Because of the film's low budget, it was completed in only 16 days. It was filmed in Martha's Vineyard and in New York City.

For the soundtrack, Lee solicited music from unsigned, unknown artists via social media. Over 800 songs were submitted; Lee listened to all of them in a single weekend and eventually settled on 12 tracks by different unsigned artists (including singer-songwriter Siedah Garrett, best known for her career as a songwriter and backup singer for major acts including Michael Jackson, Madonna and Donna Summer). "I Don't Feel God" was recorded by NJ artist The IZM., aka Anthony L. Peterson. For the Dana Hilliard song "All Night," Lee and the producers added a horn section and Vernon Reid (of Living Colour) on guest guitar, but generally the songs were added to the movie unchanged. Two songs by Brazilian musician Milton Nascimento are also used. In addition to the soundtrack, Bruce Hornsby contributed an original score for the film which consists mainly of piano jazz.

As a remake, the film remains extremely close to the original plot of Ganja and Hess, "at times scene for scene and shot for shot," according to writer Scott Foundas of Variety. It uses so much of the original dialogue that original writer Bill Gunn (who died in 1989) is credited as a co-writer, along with Lee.

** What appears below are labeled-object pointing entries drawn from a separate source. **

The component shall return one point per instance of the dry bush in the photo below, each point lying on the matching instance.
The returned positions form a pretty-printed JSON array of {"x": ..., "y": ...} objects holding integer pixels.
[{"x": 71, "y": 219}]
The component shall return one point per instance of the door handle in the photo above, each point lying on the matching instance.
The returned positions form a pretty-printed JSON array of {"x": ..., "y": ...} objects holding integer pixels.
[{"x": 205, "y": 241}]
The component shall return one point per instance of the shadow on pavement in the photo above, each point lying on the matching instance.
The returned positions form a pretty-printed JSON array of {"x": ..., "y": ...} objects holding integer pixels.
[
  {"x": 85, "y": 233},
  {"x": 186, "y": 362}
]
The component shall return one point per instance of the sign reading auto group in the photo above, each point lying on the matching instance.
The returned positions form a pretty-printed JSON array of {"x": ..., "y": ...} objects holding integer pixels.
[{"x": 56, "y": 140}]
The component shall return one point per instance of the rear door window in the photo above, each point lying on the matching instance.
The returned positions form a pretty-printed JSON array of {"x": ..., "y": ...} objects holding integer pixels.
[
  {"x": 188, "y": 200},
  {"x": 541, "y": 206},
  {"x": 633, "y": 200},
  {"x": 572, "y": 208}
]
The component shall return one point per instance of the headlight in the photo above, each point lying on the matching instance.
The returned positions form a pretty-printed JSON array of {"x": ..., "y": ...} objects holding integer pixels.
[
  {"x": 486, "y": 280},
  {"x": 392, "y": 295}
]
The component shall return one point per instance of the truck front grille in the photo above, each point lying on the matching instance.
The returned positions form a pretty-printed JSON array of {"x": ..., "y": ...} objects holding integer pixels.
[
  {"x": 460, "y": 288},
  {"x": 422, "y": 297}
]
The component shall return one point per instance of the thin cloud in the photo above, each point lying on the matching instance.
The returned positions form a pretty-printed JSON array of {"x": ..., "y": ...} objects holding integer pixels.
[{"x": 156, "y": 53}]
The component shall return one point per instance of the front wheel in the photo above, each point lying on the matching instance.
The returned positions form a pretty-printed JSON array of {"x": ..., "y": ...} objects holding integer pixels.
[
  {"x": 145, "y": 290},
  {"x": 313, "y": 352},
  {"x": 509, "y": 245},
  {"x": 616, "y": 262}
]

The opening credits note that the film is "An Official Spike Lee Joint," a possible reference to the studio interference Lee experienced on his previous film—his remake of the South Korean revenge thriller Oldboy—which led to the credits of that film describing it as "A Spike Lee Film" instead of his customary "A Spike Lee Joint."

==Release==
A month prior to its theatrical release, the film was released through Vimeo, an online video-streaming service. This unusual measure was partly inspired by Vimeo's comparatively low cut of the profits from online rentals and sales (10%, as opposed to other web services which can take up to 45%) and partially a strategy to generate interest in the film.
The film was released theatrically and on VOD on February 13, 2015, by Gravitas Ventures.

==Reception==
Da Sweet Blood of Jesus received mixed reviews from critics. On Rotten Tomatoes, the film has an approval rating of 49% based on 43 reviews, with an average rating of 5.29/10. The site's critical consensus reads: "Da Sweet Blood of Jesus has no shortage of style, but it isn't enough to make this horror-tinged Spike Lee joint one of his best — or worth recommending." On Metacritic, the film has a rating of 52 out of 100 based on 19 critics, indicating "mixed or average" reviews.

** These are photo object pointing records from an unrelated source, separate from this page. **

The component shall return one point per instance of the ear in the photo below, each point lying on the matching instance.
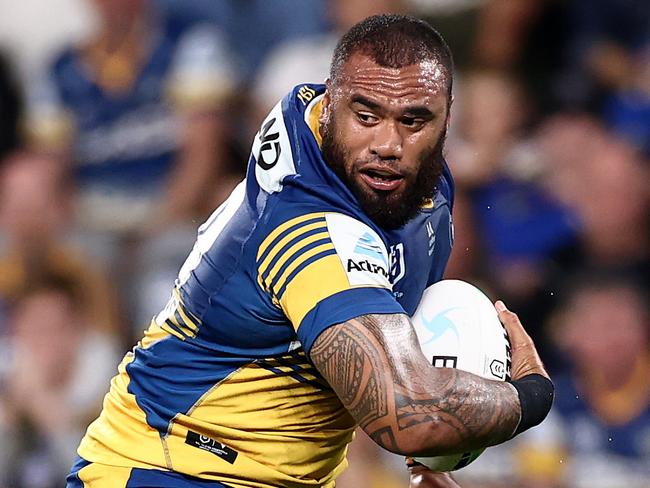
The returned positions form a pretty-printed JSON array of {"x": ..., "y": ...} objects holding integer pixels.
[
  {"x": 448, "y": 121},
  {"x": 327, "y": 100}
]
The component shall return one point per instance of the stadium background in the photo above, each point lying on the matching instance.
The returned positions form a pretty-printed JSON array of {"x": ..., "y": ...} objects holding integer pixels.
[{"x": 549, "y": 144}]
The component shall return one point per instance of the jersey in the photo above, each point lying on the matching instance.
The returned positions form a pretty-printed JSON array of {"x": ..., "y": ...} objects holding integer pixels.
[{"x": 221, "y": 386}]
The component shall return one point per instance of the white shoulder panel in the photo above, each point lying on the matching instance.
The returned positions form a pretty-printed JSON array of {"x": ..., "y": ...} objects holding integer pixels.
[{"x": 272, "y": 152}]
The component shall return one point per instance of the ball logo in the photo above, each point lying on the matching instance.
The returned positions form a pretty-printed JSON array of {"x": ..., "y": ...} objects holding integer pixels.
[
  {"x": 498, "y": 369},
  {"x": 367, "y": 245},
  {"x": 439, "y": 325}
]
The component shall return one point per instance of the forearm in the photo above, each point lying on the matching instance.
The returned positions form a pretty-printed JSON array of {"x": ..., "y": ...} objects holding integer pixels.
[{"x": 403, "y": 403}]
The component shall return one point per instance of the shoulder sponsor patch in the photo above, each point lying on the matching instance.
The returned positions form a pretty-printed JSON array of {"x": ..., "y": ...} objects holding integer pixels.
[{"x": 361, "y": 250}]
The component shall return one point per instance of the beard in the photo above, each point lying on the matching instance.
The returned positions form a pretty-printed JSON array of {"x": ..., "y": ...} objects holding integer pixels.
[{"x": 388, "y": 209}]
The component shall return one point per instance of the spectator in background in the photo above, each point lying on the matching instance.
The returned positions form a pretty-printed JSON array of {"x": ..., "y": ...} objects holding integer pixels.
[
  {"x": 57, "y": 373},
  {"x": 598, "y": 432},
  {"x": 605, "y": 38},
  {"x": 604, "y": 180},
  {"x": 501, "y": 205},
  {"x": 144, "y": 107},
  {"x": 598, "y": 435},
  {"x": 255, "y": 27},
  {"x": 36, "y": 239},
  {"x": 139, "y": 103},
  {"x": 307, "y": 59},
  {"x": 627, "y": 112},
  {"x": 10, "y": 109}
]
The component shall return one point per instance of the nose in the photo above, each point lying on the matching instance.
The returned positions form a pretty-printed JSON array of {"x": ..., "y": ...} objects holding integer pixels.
[{"x": 387, "y": 141}]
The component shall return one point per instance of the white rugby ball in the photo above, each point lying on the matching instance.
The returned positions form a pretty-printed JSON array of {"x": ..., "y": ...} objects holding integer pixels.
[{"x": 458, "y": 327}]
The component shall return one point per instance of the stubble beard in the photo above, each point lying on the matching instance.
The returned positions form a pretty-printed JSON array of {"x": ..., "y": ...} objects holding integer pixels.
[{"x": 389, "y": 210}]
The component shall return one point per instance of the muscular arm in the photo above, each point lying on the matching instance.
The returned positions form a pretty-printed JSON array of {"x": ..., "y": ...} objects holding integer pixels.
[{"x": 375, "y": 365}]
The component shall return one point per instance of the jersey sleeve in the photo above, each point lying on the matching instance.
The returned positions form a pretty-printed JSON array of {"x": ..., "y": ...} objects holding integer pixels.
[{"x": 322, "y": 269}]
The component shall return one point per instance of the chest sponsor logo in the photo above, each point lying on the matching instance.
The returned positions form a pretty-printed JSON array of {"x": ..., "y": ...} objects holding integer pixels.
[
  {"x": 397, "y": 266},
  {"x": 431, "y": 234},
  {"x": 367, "y": 266},
  {"x": 367, "y": 245}
]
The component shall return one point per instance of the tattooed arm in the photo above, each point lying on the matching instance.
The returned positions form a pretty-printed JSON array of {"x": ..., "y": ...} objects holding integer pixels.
[{"x": 375, "y": 365}]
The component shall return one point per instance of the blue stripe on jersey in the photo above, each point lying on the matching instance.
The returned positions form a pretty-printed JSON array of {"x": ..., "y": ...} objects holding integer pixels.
[
  {"x": 73, "y": 481},
  {"x": 146, "y": 478},
  {"x": 295, "y": 375},
  {"x": 297, "y": 255},
  {"x": 344, "y": 306},
  {"x": 302, "y": 266},
  {"x": 288, "y": 245},
  {"x": 283, "y": 234},
  {"x": 165, "y": 369}
]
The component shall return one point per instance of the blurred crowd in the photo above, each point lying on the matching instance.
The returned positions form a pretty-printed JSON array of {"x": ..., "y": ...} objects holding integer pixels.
[{"x": 123, "y": 123}]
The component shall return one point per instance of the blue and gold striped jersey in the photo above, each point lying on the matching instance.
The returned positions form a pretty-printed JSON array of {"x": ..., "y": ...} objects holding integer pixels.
[{"x": 221, "y": 386}]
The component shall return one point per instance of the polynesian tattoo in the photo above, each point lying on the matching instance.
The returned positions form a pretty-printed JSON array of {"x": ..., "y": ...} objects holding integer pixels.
[{"x": 376, "y": 367}]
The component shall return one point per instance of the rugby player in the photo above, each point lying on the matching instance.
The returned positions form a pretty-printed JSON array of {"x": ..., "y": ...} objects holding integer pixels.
[{"x": 288, "y": 325}]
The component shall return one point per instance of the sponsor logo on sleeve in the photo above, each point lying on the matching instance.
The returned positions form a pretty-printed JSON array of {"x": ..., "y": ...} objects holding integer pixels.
[{"x": 362, "y": 253}]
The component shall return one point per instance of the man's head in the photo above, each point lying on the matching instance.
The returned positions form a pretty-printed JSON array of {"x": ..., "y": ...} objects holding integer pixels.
[{"x": 385, "y": 114}]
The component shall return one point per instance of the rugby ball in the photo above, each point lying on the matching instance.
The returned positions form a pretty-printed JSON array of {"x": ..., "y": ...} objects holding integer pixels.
[{"x": 458, "y": 327}]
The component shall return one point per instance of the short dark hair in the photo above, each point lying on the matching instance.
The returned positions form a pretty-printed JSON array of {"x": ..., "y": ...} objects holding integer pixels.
[{"x": 393, "y": 41}]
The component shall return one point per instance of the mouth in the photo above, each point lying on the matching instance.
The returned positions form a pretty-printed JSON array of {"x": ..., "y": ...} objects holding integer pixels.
[{"x": 381, "y": 179}]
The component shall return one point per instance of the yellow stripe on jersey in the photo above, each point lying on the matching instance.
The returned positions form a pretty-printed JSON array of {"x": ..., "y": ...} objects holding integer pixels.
[
  {"x": 281, "y": 228},
  {"x": 298, "y": 261},
  {"x": 301, "y": 235},
  {"x": 293, "y": 249},
  {"x": 310, "y": 424},
  {"x": 319, "y": 280}
]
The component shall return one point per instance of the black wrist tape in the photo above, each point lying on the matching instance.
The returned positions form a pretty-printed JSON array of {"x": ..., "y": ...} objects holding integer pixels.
[{"x": 536, "y": 394}]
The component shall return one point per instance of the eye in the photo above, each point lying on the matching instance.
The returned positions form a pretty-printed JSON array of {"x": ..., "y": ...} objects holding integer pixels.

Critic Matt Zoller Seitz gave the film three-out-of-four stars, and commented: "Lee's most persistent problem, an inability to unify his messages and make them cohere, doesn't really hurt him in Da Sweet Blood of Jesus because the film is a hypnotically nightmarish mood piece more than anything else... This will prove either maddening or refreshing, depending on whether your willingness to go where Lee takes you overwhelms your desire for something more conventionally neat and clearheaded." Scott Foundas of Variety was more reserved in his praise, calling the film a "gory yet oddly bloodless affair that's been made with a lot of craft and energy but ultimately little sense of purpose." The New York Times critic A.O. Scott also offered faint praise, writing: "This is, all in all, one of Mr. Lee's cooler joints, meaning both that it is suavely stylish and feels detached from its own emotions and motivations. It's not especially horrifying, or even very thought-provoking. It is touching, however, because it represents one frequently misunderstood, intermittently great filmmaker's tribute to another."